I always found the concept of simulating evolution with computers fascinating. I found a couple of projects on YouTube and I finally decided to try my own version of it.
In particular, I wanted to simulate creatures with some kind of genome, which encodes the weights and connections of a small neural net brain.
As a starting point, I drew inspiration from this video and used some of its concepts and implementations. I wrote everything in Python, although it’s not the best performance-wise.

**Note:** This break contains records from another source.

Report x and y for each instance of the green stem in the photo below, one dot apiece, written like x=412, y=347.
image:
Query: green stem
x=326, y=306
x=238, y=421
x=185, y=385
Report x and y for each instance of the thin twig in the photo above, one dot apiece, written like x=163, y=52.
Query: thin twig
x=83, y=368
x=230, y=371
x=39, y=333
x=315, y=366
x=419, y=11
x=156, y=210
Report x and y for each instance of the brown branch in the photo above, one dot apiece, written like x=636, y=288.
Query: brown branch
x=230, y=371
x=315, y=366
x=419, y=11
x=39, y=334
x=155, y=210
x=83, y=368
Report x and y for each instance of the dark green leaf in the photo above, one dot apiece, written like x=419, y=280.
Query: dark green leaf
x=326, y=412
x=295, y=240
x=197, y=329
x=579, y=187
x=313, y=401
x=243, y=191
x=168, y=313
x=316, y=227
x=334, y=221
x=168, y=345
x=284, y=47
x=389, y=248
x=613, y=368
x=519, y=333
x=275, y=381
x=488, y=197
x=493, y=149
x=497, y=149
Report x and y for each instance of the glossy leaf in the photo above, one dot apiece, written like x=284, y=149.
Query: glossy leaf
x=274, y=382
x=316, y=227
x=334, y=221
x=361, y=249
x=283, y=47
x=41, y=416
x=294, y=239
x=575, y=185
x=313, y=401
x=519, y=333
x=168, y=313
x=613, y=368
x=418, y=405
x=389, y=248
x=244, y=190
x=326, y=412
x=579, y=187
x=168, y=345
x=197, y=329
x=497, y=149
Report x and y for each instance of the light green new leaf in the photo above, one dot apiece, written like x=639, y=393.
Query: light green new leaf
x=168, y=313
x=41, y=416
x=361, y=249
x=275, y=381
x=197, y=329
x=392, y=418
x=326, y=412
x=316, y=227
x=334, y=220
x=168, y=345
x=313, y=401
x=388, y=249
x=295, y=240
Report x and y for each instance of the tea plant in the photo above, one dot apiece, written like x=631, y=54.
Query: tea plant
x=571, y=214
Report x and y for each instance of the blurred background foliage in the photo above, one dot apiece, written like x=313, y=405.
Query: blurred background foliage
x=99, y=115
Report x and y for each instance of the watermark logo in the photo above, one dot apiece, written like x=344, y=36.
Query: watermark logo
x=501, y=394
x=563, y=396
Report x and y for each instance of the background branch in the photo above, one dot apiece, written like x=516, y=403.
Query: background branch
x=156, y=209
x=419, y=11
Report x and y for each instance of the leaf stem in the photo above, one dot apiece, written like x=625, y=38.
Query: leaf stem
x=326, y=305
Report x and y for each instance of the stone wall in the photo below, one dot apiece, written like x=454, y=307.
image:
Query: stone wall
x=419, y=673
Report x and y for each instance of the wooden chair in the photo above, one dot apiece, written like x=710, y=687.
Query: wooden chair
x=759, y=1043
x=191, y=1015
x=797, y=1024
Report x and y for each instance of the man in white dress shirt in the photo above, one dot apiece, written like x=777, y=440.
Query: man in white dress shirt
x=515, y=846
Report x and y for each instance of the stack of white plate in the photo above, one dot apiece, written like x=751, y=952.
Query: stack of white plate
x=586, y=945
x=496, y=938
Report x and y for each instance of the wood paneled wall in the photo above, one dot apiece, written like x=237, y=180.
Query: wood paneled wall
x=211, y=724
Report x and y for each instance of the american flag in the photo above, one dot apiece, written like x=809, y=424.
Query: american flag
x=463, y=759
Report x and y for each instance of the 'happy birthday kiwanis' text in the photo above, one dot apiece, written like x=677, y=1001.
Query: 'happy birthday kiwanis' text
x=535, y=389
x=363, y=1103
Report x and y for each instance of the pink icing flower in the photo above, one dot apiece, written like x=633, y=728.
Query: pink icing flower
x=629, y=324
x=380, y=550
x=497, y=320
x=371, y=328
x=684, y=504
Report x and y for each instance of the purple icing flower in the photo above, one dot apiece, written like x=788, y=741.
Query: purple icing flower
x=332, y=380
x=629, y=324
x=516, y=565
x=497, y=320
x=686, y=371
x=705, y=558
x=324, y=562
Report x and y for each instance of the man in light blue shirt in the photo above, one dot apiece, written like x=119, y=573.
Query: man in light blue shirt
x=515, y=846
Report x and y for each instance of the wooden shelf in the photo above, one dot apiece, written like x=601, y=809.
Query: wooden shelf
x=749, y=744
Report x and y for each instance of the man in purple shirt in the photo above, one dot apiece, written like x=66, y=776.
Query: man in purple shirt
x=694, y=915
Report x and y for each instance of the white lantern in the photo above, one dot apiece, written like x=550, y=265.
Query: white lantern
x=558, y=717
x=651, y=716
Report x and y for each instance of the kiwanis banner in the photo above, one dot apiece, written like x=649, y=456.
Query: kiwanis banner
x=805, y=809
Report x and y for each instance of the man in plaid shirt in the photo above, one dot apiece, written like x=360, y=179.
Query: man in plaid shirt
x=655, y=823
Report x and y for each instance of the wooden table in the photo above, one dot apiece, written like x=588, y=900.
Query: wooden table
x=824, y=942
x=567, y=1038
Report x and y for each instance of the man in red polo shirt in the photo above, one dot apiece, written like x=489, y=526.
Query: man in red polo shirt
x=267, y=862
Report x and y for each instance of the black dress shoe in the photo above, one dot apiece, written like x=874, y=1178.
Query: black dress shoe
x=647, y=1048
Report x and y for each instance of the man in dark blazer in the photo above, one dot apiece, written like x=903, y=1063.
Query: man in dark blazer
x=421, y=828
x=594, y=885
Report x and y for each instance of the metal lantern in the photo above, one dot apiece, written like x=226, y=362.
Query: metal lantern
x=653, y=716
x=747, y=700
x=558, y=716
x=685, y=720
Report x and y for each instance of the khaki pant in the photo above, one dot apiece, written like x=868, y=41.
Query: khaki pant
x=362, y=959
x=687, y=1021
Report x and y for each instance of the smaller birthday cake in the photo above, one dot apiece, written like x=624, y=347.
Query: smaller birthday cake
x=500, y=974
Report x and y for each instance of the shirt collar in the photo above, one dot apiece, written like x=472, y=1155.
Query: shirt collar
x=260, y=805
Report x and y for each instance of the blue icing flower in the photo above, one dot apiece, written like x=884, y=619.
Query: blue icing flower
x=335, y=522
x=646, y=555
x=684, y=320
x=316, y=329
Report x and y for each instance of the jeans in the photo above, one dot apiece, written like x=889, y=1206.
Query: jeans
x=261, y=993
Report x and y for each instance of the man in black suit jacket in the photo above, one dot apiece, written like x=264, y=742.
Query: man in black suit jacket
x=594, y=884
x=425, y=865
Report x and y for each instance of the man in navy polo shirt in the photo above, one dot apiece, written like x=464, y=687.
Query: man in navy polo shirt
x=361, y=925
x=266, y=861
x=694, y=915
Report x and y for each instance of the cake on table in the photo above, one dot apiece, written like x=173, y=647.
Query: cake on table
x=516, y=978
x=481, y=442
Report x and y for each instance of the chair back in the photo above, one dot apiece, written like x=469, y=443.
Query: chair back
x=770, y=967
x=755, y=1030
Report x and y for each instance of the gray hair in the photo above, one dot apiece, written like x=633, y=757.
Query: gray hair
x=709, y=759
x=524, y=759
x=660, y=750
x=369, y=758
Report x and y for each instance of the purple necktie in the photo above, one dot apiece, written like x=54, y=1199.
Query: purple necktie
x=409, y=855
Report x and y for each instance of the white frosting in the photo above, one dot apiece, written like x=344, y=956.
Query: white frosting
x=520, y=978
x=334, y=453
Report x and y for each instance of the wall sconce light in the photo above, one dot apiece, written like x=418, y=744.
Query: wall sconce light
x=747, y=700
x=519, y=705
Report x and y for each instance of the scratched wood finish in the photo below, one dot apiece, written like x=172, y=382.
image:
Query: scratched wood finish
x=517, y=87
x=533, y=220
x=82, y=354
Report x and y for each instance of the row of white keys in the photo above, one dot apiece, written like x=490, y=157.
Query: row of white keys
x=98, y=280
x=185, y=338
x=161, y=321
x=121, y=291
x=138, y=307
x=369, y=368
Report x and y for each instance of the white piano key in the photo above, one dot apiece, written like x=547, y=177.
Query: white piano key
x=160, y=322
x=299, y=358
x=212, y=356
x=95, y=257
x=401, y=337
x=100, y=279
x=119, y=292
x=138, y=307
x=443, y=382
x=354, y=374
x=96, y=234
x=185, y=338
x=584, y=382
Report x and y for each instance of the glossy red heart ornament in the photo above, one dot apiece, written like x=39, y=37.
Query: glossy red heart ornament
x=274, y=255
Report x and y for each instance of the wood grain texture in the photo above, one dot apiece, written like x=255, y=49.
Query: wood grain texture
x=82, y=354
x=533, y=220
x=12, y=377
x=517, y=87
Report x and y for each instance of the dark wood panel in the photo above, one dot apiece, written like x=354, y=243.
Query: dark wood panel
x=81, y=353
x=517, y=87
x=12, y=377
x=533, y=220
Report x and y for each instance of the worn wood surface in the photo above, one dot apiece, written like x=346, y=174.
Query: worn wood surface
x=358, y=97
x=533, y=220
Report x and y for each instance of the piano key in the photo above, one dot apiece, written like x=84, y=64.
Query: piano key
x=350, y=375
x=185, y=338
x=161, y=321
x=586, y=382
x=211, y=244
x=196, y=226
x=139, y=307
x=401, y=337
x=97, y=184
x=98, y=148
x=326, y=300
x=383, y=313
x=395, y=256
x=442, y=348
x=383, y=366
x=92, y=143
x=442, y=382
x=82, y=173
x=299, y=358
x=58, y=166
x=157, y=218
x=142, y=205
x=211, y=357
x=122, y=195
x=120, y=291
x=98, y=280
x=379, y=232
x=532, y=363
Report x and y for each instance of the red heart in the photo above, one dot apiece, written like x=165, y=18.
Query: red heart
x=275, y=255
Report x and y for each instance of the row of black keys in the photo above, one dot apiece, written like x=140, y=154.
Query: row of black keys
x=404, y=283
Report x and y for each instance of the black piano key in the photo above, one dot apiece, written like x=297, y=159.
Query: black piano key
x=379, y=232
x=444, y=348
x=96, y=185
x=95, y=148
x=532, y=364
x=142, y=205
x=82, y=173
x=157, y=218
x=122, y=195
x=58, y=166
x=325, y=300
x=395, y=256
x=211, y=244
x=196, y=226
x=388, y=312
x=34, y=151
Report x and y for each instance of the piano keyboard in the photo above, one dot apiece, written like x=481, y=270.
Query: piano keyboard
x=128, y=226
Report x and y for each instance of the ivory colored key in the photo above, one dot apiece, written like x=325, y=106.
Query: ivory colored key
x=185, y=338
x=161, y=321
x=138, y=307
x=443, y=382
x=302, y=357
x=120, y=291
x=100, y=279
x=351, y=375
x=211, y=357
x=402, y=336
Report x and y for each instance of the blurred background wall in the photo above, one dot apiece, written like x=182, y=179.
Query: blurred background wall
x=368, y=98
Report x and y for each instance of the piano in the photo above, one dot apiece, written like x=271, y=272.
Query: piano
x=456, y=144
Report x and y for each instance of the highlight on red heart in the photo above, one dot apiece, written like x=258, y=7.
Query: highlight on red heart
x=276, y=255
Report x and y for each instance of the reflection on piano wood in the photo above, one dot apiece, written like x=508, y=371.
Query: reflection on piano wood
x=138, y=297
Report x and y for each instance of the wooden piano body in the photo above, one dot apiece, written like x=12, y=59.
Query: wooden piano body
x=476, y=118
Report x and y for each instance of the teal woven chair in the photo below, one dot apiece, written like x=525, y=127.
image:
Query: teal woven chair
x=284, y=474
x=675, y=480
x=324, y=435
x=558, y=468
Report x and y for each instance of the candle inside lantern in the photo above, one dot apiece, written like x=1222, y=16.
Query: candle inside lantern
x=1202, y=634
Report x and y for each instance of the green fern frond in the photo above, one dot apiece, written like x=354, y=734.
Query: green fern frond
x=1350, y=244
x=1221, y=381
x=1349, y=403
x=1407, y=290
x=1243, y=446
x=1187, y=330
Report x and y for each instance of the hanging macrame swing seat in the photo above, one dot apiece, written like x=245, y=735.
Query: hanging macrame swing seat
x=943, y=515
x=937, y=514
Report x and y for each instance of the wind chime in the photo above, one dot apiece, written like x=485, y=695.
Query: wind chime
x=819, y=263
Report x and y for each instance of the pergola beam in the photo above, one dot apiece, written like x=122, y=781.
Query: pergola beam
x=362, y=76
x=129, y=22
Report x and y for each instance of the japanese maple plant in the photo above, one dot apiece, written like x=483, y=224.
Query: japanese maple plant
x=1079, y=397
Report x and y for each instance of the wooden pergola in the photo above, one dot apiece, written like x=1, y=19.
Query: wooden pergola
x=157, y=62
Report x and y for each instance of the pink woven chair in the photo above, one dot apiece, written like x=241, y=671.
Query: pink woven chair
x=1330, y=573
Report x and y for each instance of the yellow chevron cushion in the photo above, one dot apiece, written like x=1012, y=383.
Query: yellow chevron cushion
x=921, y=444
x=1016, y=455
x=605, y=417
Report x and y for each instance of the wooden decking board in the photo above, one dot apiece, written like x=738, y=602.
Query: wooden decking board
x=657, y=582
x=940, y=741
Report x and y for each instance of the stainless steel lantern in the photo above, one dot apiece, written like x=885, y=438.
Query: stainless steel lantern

The source code is available here.
The world our creatures will be living in is organized in a grid of user-specified dimensions. I usually go 100 by 100.
I then store in separate grids of the same shape a few pieces of information, namely:
Food map with 50% coverage and no borders.
Food map with 25% coverage and no borders.
Food map with 50% coverage and “box” borders.
Creatures can eat food from a tile, which then becomes ground. They can move to any cell that is not an obstacle or that is not already occupied by another creature.
Food is distributed randomly according to a given coverage percentage.
The map wraps both vertically and horizontally so that creatures that leave one side can reenter from the opposite one.
The creatures that will live in this simulation are independent agents that are governed by a small neural network brain.
At each step of the simulation, the food, position, and obstacle values of the neighboring cells are forwarded in the net. which then outputs probabilities for each possible action. The action that the creature will take is sampled from said probabilities.